Switch statement variadic template expansion

Question

Let me please consider the following synthetic example:

inline int fun2(int x) {
    return x;
}
inline int fun2(double x) {
    return 0;   
}
inline int fun2(float x) {
    return -1;   
}

int fun(const std::tuple<int,double,float>& t, std::size_t i) {
    switch(i) {
        case 0: return fun2(std::get<0>(t));
        case 1: return fun2(std::get<1>(t));
        case 2: return fun2(std::get<2>(t));
    }    
}

The question is how should I expand this to the general case

template<class... Args> int fun(const std::tuple<Args...>& t, std::size_t i) {
// ?
}

Guaranteeing that

fun2 can be inlined into fun
search complexity not worse than O(log(i)) (for large i).

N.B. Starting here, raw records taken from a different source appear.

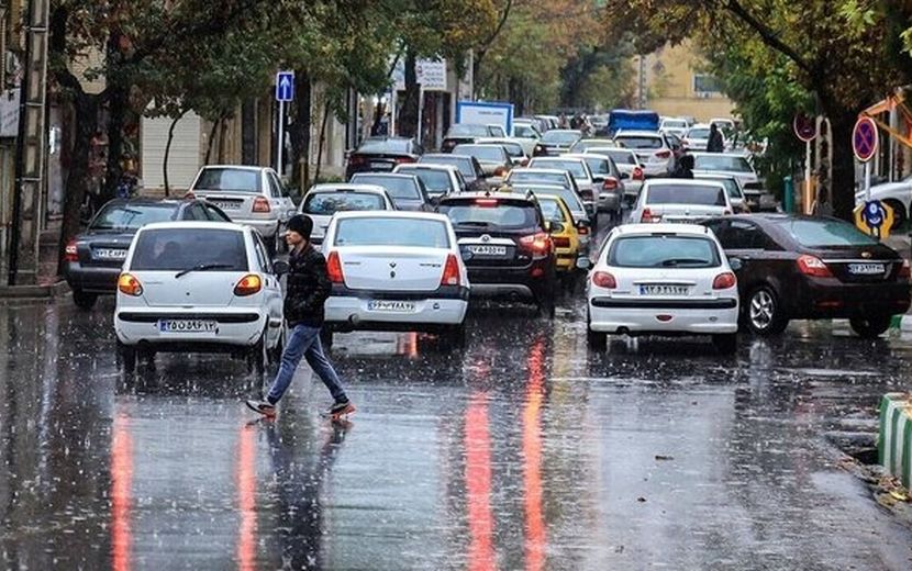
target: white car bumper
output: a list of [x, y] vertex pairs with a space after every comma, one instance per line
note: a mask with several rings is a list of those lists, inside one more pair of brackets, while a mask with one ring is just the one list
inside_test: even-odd
[[[737, 300], [727, 303], [719, 301], [718, 309], [707, 306], [683, 309], [660, 306], [599, 306], [611, 304], [609, 298], [596, 298], [589, 301], [589, 327], [593, 332], [610, 334], [692, 334], [715, 335], [737, 333]], [[708, 300], [709, 301], [709, 300]], [[723, 307], [723, 305], [732, 305]]]
[[387, 304], [383, 309], [372, 307], [371, 302], [363, 298], [332, 296], [326, 300], [326, 323], [336, 329], [433, 329], [435, 325], [459, 325], [468, 309], [467, 301], [453, 299], [390, 301], [396, 306]]
[[[124, 345], [193, 344], [252, 346], [267, 325], [267, 313], [257, 307], [186, 310], [180, 307], [123, 307], [114, 312], [114, 331]], [[178, 328], [205, 323], [207, 331], [164, 332], [163, 322], [177, 322]], [[270, 324], [280, 327], [281, 321]]]

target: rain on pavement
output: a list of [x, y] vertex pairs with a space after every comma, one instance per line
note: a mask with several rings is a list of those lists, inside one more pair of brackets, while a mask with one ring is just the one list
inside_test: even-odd
[[912, 340], [828, 324], [588, 355], [486, 306], [465, 350], [340, 335], [358, 413], [302, 366], [277, 421], [219, 356], [118, 371], [112, 305], [0, 307], [7, 569], [910, 569], [912, 533], [821, 438], [905, 380]]

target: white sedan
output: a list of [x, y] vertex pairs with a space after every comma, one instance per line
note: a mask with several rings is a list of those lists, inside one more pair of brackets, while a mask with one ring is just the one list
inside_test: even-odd
[[608, 335], [709, 335], [722, 354], [737, 348], [737, 279], [704, 226], [614, 228], [586, 292], [592, 349]]
[[346, 212], [323, 243], [332, 332], [418, 331], [465, 343], [469, 280], [449, 219], [423, 212]]
[[114, 331], [124, 368], [135, 368], [137, 354], [225, 351], [262, 372], [281, 354], [279, 272], [248, 226], [143, 226], [118, 280]]

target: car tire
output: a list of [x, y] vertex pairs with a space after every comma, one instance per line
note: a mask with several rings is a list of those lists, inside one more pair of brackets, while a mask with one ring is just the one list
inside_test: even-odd
[[720, 354], [734, 355], [737, 352], [737, 334], [725, 333], [721, 335], [713, 335], [712, 344], [715, 346], [715, 350]]
[[852, 317], [848, 320], [854, 331], [863, 339], [876, 339], [890, 328], [892, 315], [872, 315], [866, 317]]
[[752, 290], [743, 311], [744, 322], [754, 335], [779, 335], [789, 326], [789, 320], [779, 304], [779, 295], [770, 286]]
[[97, 293], [86, 293], [82, 290], [73, 290], [73, 303], [80, 310], [91, 310], [98, 301]]
[[116, 356], [124, 372], [136, 370], [136, 347], [124, 345], [119, 340]]

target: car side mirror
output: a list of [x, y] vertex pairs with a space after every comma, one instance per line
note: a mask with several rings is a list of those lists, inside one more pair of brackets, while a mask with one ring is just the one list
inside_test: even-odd
[[273, 273], [276, 276], [285, 276], [291, 268], [289, 267], [288, 262], [285, 260], [275, 260], [273, 261]]

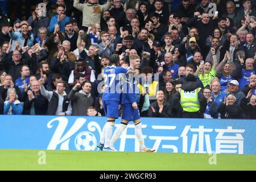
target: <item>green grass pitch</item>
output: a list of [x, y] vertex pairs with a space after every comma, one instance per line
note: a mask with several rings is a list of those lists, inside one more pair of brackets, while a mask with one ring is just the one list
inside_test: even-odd
[[39, 150], [0, 150], [0, 170], [256, 170], [256, 155], [52, 151], [40, 165]]

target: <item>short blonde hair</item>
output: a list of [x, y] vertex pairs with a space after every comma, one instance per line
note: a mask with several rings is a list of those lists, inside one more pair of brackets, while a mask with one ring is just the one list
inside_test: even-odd
[[229, 94], [229, 95], [228, 95], [228, 97], [226, 97], [226, 98], [229, 99], [229, 98], [231, 98], [231, 97], [233, 97], [234, 98], [234, 100], [235, 102], [237, 101], [237, 98], [233, 94]]

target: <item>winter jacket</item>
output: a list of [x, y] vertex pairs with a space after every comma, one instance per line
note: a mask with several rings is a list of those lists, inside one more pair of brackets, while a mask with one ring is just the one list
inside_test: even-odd
[[82, 90], [77, 92], [75, 88], [70, 92], [68, 98], [72, 101], [73, 115], [87, 115], [87, 109], [94, 104], [90, 93], [86, 95]]
[[[31, 31], [28, 32], [28, 38], [27, 42], [27, 45], [24, 45], [24, 46], [32, 47], [34, 46], [34, 35]], [[15, 42], [18, 42], [19, 43], [19, 45], [21, 46], [24, 40], [24, 37], [22, 35], [22, 32], [20, 30], [19, 30], [18, 32], [11, 31], [9, 32], [10, 37], [13, 39], [12, 44], [13, 46], [11, 47], [11, 51], [14, 50], [15, 48]]]
[[74, 0], [73, 6], [77, 10], [82, 12], [82, 23], [84, 27], [90, 27], [92, 23], [100, 23], [101, 14], [109, 10], [112, 2], [108, 1], [106, 4], [100, 5], [98, 4], [80, 3], [79, 0]]

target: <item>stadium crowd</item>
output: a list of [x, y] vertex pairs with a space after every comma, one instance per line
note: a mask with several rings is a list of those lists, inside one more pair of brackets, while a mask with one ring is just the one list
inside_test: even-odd
[[0, 1], [0, 114], [105, 115], [118, 54], [142, 117], [256, 119], [256, 1]]

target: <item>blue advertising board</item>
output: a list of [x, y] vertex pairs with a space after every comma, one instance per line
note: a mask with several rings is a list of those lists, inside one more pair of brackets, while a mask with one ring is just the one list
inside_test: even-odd
[[[0, 115], [0, 148], [96, 151], [106, 119]], [[256, 154], [255, 121], [143, 118], [142, 122], [145, 145], [156, 152]], [[139, 151], [133, 122], [114, 147]]]

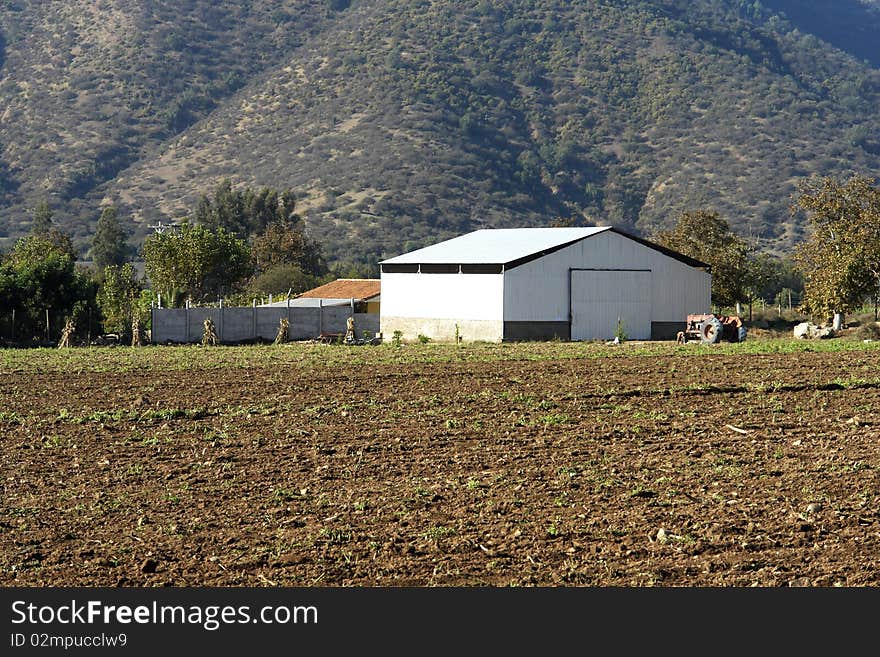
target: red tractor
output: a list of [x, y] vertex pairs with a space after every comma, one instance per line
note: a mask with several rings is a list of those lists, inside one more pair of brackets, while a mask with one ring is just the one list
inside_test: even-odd
[[737, 315], [688, 315], [687, 328], [679, 331], [679, 344], [699, 340], [703, 344], [742, 342], [746, 339], [746, 327]]

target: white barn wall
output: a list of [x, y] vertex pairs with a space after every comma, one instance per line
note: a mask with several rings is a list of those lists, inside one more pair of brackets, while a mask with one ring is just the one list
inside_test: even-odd
[[382, 280], [380, 330], [386, 340], [425, 335], [453, 340], [501, 340], [504, 332], [502, 274], [386, 273]]
[[711, 276], [635, 240], [604, 232], [505, 272], [504, 320], [568, 321], [569, 268], [650, 269], [651, 321], [710, 311]]

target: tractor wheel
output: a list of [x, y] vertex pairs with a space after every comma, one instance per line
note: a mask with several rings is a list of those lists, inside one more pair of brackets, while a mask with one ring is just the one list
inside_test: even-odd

It is known that optimizer usually uses lookup jump table or compile-time binary search tree when large enough switch expanded. So, I would like to keep this property affecting performance for large number of items.

Update #3: I remeasured performance with uniform random index value:

                      1       10      20      100
@TartanLlama
    gcc               ~0      42.9235 44.7900 46.5233
    clang             10.2046 38.7656 40.4316 41.7557
@chris-beck
    gcc               ~0      37.564  51.3653 81.552
    clang             ~0      38.0361 51.6968 83.7704
naive tail recursion
    gcc                3.0798 40.6061 48.6744 118.171
    clang             11.5907 40.6197 42.8172 137.066
manual switch statement
    gcc                       41.7236 
    clang                      7.3768

Update #2: It seems that clang is able to inline functions in @TartanLlama solution whereas gcc always generates function call.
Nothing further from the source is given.